We contacted Babylon to ask it to respond to criticism of its attack on Watkins. The company defended its use of his app data to generate the press release — arguing that the “volume” of queries he had run means the usual data protection rules don’t apply, and further claiming it had only shared “non-personal statistical data”, even though this was attached in the PR to his Twitter identity (and therefore, since Monday, to his real name).

In a statement the Babylon spokesperson told us:

If safety related claims are made about our technology, our medical professionals are required to look into these matters to ensure the accuracy and safety of our products. In the case of the recent use data that was shared publicly, it is clear given the volume of use that this was theoretical data (forming part of an accuracy test and experiment) rather than a genuine health concern from a patient. Given the use volume and the way data was presented publicly, we felt that we needed to address accuracy and use information to reassure our users. The data shared by us was non-personal statistical data, and Babylon has complied with its data protection obligations throughout. Babylon does not publish genuine individualised user health data.

We also asked the UK’s data protection watchdog about the episode and Babylon making Watkins’ app usage public. The ICO told us: “People have the right to expect that organisations will handle their personal information responsibly and securely. If anyone is concerned about how their data has been handled, they can contact the ICO and we will look into the details.”

Babylon’s clinical innovation director, Dr Keith Grimes, attended the same Royal Society debate as Watkins this week — which was entitled Recent developments in AI and digital health 2020 and billed as a conference that will “cut through the hype around AI”.

So it looks to be no accident that their attack press release was timed to follow hard on the heels of a presentation it would have known (since at least last December) was coming that day — and in which Watkins argued where AI chatbots are concerned “validation is more important than valuation”.

A little challenge to one of our critics…#RSMDigiHealth https://t.co/XqvQpRYMLX

— Babylon (@babylonhealth) February 24, 2020

Last summer Babylon announced a $550M Series C raise, at a $2BN+ valuation.

Investors in the company include Saudi Arabia’s Public Investment Fund, an unnamed U.S.-based health insurance company, Munich Re’s ERGO Fund, Kinnevik, Vostok New Ventures and DeepMind co-founder Demis Hassabis, to name a few helping to fund its marketing.

“They came with a narrative,” said Watkins of Babylon’s message to the Royal Society. “The debate wasn’t particularly instructive or constructive.
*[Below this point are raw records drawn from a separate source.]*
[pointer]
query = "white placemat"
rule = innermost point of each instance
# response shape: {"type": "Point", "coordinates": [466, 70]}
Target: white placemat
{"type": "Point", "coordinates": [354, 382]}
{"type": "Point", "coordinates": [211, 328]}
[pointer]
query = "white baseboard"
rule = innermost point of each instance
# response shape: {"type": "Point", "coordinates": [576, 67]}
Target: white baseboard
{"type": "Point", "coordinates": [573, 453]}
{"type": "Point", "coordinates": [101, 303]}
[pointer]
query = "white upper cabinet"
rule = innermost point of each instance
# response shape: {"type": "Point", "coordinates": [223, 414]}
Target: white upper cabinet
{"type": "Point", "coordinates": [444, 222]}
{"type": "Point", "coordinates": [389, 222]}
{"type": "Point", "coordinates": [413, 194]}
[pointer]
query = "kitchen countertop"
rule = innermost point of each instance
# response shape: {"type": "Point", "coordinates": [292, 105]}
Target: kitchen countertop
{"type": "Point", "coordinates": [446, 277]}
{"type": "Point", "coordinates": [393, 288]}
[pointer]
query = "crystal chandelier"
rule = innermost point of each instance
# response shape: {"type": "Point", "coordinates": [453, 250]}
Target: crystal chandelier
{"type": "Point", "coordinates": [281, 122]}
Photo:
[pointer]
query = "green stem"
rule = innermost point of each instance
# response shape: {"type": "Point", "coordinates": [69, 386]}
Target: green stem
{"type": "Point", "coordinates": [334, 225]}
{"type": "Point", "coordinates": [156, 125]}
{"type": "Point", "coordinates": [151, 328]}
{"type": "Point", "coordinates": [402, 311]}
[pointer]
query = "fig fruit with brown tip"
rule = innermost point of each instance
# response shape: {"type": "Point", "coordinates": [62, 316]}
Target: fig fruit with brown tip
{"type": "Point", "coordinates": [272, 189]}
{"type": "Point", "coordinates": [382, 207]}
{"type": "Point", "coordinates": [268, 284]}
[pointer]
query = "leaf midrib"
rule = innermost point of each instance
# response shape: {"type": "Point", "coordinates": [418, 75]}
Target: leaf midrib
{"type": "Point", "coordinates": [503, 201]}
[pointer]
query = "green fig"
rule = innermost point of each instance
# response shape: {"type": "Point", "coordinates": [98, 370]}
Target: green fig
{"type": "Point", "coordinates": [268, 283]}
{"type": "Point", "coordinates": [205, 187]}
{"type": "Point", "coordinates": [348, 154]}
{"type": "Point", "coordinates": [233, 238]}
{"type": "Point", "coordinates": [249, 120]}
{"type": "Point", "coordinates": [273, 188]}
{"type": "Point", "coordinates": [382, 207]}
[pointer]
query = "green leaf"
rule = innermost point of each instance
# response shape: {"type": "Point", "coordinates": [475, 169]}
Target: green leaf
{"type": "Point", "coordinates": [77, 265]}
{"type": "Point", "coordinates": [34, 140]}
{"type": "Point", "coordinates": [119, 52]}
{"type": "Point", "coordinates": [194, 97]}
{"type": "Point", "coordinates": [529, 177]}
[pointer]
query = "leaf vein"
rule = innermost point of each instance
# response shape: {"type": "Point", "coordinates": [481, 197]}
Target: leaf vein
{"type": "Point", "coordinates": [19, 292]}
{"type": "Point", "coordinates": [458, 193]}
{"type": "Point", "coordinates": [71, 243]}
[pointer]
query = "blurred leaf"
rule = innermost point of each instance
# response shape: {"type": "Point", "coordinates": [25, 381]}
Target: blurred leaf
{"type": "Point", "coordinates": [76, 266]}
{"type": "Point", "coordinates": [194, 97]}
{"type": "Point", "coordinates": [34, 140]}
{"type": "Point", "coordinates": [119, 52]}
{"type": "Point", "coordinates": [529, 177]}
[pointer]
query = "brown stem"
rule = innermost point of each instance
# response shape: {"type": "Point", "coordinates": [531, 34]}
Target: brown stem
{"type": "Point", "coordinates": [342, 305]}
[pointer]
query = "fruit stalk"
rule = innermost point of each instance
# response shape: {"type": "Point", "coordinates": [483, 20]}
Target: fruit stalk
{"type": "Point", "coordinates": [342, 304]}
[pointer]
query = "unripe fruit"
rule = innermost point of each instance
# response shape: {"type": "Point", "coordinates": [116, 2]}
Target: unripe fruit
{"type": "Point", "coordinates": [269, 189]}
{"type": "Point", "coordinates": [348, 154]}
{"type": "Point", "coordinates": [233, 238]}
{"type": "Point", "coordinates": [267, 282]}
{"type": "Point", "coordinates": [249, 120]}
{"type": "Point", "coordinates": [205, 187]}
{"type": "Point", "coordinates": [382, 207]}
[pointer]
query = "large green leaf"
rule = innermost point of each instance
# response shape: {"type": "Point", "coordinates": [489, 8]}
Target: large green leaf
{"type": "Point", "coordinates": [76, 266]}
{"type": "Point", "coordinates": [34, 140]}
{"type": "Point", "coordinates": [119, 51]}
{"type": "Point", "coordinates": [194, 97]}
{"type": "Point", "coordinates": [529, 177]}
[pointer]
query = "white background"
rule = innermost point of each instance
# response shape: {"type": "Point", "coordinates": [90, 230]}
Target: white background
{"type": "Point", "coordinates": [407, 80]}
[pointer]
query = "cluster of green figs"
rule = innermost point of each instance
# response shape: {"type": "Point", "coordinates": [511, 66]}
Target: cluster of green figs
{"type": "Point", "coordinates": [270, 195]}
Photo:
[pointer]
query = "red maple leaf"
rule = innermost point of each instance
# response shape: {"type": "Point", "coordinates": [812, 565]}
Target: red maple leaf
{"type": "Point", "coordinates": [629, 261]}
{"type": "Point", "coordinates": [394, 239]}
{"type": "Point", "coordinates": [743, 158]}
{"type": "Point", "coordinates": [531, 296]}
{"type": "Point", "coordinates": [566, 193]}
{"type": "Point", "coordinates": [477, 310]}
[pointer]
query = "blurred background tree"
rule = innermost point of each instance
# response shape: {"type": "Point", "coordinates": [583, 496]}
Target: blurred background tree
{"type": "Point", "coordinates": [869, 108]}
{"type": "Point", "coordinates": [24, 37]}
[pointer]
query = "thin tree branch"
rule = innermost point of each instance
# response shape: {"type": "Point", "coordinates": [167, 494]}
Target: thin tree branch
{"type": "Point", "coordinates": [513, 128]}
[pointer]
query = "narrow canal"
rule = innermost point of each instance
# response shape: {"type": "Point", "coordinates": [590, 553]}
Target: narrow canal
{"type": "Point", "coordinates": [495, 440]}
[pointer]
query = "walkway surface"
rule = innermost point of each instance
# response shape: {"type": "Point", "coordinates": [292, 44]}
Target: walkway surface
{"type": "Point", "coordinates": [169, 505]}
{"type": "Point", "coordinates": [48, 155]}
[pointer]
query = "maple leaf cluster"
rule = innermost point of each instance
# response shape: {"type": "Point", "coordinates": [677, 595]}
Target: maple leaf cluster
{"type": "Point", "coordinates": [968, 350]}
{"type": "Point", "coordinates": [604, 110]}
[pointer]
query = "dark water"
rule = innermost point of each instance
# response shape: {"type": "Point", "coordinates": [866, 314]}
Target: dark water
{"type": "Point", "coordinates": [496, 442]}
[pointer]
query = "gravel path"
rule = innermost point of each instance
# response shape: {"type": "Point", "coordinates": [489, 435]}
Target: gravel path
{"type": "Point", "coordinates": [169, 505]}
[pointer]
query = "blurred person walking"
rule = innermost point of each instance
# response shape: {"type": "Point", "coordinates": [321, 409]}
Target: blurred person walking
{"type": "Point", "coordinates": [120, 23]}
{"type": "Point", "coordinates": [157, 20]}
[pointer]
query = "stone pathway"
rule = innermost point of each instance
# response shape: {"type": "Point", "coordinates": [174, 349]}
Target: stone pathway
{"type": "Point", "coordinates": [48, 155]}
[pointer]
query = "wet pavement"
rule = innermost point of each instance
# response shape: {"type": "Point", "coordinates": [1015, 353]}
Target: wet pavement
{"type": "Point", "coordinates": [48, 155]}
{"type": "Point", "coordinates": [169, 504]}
And I say that purely because Babylon came with a narrative and they were going to stick to that. The narrative was to avoid any discussion about any safety concerns or the fact that there were problems and just describe it as safe.”

The clinician’s counter message to the event was to pose a question EU policymakers are just starting to consider — calling for the AI maker to show data-sets that stand up its safety claims.